The Question
Chatham Arts Council board member Lesley Landis has lived in East Tennessee, Durham, and Chapel Hill, but none have had a creative culture like Chatham County. This realization led Landis to ask, “What accounts for the creative culture that Chatham is known for?”
The Answer
Artistic expression has been present in Chatham County since the time when Native Americans lived in a swath of the county. Fragments of simple stamped pottery near the Haw River have suggested the art belonged to the Sissipahaw. Mandolin player Tony Williamson says he has found thousands of these pottery pieces on his farm.

Williamson says his family has been in the rural Piedmont area since the 1700s, and attributes the creative culture in Chatham to the tradition and purpose of art in the past. He says he remembers playing various instruments, and that while he played, “everybody who didn’t play music would be shuckin’ the corn.”
Because of examples like this, Williamson says that art in the area developed out of its connection with function.
Quilting bees exemplify both the connection and function Williamson talks about. Quilting is a practice rooted in the need for bedcovers for families. Out of this need, quilting bees became an opportunity for women to share their artistry. These gatherings characterized social life of rural Chatham County, especially in the African American population. Williamson says he still has quilts made by his grandmother and great-grandmother.
Musician and Chatham Arts Council member Tommy Edwards says influential figures, like Superintendent Perry Harrison, encouraged art projects in the public school system throughout his tenure starting in the late 60s. Edwards says throughout Harrison’s administration, art teachers travelled to the middle and high schools of Chatham and facilitated activities with students. As an artist himself, Harrison created the artwork in the main entryway of the Perry Harrison Elementary School.
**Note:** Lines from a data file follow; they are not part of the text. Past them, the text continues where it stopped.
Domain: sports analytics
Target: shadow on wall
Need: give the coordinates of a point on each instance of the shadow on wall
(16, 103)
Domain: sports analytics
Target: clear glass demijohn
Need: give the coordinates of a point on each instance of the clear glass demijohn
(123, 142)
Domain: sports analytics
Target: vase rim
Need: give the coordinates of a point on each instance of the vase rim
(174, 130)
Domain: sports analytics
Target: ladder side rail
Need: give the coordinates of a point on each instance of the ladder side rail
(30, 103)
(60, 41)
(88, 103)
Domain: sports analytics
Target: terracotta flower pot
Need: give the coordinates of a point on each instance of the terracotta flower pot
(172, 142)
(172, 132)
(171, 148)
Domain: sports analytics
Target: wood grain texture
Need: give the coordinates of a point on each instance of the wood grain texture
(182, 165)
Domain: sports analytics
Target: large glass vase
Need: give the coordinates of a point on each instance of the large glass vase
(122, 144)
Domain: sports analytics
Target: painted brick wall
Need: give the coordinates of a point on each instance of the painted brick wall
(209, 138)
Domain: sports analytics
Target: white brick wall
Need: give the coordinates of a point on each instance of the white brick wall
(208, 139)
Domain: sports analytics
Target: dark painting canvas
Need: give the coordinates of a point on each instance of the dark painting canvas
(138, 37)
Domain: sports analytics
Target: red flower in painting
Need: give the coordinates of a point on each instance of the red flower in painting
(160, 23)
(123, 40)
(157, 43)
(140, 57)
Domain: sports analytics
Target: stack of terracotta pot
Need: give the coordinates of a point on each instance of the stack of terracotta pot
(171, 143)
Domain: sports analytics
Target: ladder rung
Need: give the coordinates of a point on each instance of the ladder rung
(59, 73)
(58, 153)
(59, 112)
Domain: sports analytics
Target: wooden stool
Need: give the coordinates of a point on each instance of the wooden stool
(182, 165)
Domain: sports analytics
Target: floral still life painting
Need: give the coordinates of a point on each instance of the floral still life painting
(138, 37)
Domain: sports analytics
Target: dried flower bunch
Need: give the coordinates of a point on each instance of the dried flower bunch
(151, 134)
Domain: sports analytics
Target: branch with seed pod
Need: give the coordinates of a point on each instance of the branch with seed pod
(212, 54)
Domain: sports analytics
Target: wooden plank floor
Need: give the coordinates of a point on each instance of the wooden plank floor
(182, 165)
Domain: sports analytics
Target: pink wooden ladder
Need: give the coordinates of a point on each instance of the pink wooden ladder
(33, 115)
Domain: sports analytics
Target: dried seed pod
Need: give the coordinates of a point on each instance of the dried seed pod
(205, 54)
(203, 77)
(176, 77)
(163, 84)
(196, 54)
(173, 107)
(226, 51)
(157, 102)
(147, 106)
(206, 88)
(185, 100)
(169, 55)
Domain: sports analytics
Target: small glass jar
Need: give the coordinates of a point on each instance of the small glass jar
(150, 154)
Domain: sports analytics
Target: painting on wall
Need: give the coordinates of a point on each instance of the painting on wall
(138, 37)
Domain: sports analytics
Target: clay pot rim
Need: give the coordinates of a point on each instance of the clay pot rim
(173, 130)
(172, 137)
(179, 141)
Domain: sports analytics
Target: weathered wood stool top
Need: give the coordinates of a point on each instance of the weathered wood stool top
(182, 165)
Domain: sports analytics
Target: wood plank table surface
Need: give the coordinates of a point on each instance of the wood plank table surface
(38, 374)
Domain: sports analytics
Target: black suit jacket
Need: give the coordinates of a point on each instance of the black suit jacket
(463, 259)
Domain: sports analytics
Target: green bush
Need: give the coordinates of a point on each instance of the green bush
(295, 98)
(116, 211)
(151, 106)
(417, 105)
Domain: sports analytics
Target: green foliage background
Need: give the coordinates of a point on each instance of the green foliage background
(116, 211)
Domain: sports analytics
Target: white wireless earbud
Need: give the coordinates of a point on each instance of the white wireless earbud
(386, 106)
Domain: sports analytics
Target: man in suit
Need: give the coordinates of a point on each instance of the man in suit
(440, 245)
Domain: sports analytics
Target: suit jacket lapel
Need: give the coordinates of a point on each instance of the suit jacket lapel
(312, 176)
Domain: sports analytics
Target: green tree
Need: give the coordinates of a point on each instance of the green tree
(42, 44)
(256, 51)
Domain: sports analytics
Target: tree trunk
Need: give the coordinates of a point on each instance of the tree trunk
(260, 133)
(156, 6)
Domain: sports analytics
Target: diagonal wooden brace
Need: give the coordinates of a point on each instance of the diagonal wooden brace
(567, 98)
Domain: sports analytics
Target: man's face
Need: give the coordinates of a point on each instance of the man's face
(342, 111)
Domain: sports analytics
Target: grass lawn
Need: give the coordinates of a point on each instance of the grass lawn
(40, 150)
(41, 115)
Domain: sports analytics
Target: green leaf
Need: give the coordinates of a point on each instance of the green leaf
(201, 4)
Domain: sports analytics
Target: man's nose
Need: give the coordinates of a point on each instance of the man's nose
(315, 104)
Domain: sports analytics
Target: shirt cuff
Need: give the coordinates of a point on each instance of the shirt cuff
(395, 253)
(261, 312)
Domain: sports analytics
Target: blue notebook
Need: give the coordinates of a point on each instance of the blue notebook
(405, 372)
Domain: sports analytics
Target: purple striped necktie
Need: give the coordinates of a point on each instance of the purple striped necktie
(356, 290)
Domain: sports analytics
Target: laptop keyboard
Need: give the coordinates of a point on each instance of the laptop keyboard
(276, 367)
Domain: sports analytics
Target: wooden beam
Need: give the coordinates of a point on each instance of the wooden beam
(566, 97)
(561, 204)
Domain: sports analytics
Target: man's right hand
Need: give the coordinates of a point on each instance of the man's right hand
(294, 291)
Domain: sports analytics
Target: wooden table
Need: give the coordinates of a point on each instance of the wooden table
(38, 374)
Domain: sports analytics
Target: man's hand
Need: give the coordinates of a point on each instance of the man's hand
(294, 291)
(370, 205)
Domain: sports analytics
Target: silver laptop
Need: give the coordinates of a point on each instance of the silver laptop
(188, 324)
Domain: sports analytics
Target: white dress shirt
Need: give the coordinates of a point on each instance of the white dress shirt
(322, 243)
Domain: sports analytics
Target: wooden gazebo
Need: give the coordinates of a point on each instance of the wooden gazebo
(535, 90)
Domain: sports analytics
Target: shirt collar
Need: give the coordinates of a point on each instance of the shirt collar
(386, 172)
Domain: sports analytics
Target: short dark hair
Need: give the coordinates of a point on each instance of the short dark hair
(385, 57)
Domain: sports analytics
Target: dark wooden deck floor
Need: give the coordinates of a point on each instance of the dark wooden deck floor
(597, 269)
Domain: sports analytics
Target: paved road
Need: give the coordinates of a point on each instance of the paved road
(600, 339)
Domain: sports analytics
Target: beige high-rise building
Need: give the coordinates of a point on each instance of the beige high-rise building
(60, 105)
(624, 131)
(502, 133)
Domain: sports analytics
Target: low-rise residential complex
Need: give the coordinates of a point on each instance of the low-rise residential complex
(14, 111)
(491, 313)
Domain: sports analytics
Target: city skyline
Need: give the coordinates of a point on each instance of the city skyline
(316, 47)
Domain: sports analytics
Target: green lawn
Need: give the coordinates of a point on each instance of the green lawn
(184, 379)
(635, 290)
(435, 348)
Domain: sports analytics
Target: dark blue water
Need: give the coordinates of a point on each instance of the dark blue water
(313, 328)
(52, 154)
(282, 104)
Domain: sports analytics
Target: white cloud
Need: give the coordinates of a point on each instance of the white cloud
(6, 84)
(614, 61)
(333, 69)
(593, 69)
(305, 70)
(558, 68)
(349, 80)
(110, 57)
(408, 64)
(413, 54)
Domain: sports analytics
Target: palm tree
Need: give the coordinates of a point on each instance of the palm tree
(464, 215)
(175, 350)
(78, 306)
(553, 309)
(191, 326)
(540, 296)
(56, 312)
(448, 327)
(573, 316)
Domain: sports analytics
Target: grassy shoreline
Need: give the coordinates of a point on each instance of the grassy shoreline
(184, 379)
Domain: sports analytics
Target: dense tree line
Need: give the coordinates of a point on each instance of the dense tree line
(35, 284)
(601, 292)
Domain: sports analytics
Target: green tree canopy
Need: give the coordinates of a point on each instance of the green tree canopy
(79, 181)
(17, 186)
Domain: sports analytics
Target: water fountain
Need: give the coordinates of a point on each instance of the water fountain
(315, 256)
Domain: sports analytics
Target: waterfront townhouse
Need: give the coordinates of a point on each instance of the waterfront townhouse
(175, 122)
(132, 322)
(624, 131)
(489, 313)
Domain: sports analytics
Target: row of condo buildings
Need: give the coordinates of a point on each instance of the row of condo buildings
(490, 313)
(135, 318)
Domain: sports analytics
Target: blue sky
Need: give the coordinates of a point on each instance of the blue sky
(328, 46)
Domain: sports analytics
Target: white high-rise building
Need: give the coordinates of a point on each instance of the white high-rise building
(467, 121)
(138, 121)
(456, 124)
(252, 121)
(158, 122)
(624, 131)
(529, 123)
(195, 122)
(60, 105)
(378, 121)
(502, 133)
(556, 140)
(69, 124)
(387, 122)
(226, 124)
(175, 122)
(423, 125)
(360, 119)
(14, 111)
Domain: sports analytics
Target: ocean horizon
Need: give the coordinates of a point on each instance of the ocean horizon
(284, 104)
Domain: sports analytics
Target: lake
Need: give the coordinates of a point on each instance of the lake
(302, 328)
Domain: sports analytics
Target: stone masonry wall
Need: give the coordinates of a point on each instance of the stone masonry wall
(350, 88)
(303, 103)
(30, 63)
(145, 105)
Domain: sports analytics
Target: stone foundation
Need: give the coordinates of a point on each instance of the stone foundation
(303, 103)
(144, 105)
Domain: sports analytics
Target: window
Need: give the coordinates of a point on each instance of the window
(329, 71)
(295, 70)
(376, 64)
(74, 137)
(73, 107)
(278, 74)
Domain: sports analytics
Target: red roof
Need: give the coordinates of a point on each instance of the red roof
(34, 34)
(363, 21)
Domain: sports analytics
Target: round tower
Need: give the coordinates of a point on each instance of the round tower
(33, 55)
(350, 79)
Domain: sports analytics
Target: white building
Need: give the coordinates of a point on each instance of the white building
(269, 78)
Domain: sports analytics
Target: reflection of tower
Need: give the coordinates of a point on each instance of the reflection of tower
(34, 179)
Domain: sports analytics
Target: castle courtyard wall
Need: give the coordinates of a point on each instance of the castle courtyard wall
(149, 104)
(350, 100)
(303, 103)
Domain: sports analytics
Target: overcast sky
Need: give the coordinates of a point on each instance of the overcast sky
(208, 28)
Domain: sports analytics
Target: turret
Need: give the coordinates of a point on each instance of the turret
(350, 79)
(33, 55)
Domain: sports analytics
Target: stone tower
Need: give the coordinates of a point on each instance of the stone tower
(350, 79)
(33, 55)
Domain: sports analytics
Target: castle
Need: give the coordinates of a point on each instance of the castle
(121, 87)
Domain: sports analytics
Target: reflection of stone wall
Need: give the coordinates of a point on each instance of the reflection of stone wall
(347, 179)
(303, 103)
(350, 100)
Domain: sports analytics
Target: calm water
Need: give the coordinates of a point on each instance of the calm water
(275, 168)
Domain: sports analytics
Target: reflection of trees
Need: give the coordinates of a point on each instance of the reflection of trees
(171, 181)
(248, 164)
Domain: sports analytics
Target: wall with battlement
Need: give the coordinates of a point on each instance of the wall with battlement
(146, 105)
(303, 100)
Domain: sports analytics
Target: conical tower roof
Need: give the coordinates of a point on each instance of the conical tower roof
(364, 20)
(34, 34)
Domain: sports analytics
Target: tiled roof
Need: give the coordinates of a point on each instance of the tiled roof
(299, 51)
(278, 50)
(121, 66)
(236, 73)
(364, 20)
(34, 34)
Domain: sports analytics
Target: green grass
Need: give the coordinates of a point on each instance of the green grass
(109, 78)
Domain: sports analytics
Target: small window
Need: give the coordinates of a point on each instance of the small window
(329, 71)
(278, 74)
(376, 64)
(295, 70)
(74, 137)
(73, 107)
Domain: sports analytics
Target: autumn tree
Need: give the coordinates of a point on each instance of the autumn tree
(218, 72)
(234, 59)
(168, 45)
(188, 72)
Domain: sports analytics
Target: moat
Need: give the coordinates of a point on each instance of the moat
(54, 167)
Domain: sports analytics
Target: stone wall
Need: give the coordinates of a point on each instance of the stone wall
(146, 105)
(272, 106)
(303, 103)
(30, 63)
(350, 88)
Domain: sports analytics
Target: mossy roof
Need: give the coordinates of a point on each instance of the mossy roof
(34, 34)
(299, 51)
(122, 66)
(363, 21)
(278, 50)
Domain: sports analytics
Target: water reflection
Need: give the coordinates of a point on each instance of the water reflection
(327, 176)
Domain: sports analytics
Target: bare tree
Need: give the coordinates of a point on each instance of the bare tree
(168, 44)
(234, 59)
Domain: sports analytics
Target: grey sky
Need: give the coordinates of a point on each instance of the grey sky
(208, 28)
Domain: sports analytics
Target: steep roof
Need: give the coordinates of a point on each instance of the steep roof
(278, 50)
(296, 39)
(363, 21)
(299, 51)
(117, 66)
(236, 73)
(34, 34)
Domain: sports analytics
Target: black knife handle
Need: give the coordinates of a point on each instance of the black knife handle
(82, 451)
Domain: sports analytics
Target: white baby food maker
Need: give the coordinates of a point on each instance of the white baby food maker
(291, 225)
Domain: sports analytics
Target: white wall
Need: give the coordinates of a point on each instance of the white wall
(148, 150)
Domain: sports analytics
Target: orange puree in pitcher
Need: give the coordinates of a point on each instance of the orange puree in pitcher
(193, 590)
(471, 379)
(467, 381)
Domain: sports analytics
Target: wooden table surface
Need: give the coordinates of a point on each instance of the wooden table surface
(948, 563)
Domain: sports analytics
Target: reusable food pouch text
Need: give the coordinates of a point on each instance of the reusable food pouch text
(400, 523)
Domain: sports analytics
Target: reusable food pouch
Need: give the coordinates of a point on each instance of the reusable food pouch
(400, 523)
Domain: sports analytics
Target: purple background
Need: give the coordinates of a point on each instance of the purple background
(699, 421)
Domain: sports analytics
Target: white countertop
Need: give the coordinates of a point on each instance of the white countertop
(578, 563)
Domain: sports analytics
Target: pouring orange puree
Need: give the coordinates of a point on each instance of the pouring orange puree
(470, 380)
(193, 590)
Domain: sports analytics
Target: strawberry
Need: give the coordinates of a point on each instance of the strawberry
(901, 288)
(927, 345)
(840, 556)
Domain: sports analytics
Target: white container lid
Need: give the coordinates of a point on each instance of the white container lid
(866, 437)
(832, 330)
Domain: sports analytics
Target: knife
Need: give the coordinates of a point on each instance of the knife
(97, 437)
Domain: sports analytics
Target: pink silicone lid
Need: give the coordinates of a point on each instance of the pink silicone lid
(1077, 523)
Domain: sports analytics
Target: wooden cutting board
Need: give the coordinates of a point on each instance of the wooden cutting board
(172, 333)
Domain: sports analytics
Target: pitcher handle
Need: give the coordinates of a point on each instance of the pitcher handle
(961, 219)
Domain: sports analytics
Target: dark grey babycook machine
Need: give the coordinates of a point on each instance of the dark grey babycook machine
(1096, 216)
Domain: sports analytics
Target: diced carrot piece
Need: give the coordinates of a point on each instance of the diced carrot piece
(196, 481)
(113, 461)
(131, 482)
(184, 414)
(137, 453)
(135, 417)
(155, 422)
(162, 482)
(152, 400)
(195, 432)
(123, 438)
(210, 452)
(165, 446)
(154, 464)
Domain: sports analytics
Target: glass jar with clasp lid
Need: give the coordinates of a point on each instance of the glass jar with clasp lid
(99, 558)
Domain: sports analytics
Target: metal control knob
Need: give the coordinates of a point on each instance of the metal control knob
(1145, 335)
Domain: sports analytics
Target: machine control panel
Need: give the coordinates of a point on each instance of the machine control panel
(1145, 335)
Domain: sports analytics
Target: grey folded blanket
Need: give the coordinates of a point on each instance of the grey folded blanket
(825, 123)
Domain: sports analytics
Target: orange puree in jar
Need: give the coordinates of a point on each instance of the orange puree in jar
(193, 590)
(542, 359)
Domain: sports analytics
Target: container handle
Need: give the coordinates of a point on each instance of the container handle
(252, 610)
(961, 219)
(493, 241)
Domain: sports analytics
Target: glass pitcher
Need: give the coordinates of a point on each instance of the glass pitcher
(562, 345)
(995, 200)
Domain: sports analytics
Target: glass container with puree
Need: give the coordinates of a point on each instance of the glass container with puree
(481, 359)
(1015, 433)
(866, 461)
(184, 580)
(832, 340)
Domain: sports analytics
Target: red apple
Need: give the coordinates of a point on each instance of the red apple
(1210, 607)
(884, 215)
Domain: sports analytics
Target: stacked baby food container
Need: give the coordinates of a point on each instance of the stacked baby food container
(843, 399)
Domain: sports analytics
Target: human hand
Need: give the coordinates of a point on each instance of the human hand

Contemporary growth is partly due to the opportunities in Chatham, said Edwards, whose wife was a director of one of these opportunities – the NC Arts Incubator. The Chatham-based nonprofit was founded in 2002 and its Siler City location provides new artists space to work and exhibit their visual, musical, and sculptural talent.
In addition, organizations like the Chatham Arts Council and the Chatham Arts Guild have supported local artists. According to Landis, kids’ carnival ClydeFEST is held by the Chatham Arts Council and attracts 2,000 visitors a year. Events like the Chatham Studio Tour have also brought visitors to the studios of artists scattered around Chatham County annually since 1992. The Shakori Hills GrassRoots Festival is a biannual music festival held by the Shakori Hills Community Arts Center that celebrates music and dance in Pittsboro. According to their 2017 annual report, over 7,000 people attended the spring festival and over 5,000 people attended the fall festival.
Both Edwards and Williamson say location is another reason for Chatham’s creativity. According to Edwards, Chatham’s artistic appeal has been its close proximity to opportunities places like the Triangle for showcasing the artist’s work. Edwards says he remembers playing in Carrboro-based Cat’s Cradle with his own band every week in the 70s and early 80s.
Tony Williamson viewed Chatham’s appeal in its opposite ability to be an inspirational place for artists to do their work. “A lot of artists tend to be refugees from modernization,” Williamson says. In Williamson’s opinion, Chatham gives artists a cheap space to focus.
Pointing to a specific reason for Chatham’s artistic reputation is complicated. But location, history, and tradition all seem to play a role in the development of Chatham’s creative culture. And these elements somehow combine to make a community that attracts visitors to art Williamson describes as a “quilting bee, corn-shuckin’ sensibility”.
“That’s the magic of Chatham County art,” Williamson says. “It’s actually something that comes from another time.”
Information gathered from:
“Because I Needed Some Cover”: Afro-American Quiltmakers of Chatham County, North Carolina by Mary Anne McDonald
“Challenges and Feasibility of Rural Arts-Based Economic Development: A Case Study of Chatham County, North Carolina” by Rachel Fleming
Indian Communities on the North Carolina Piedmont A.D. 1000 to 1700 by H. Trawick Ward and R.P. Stephen Davis Jr.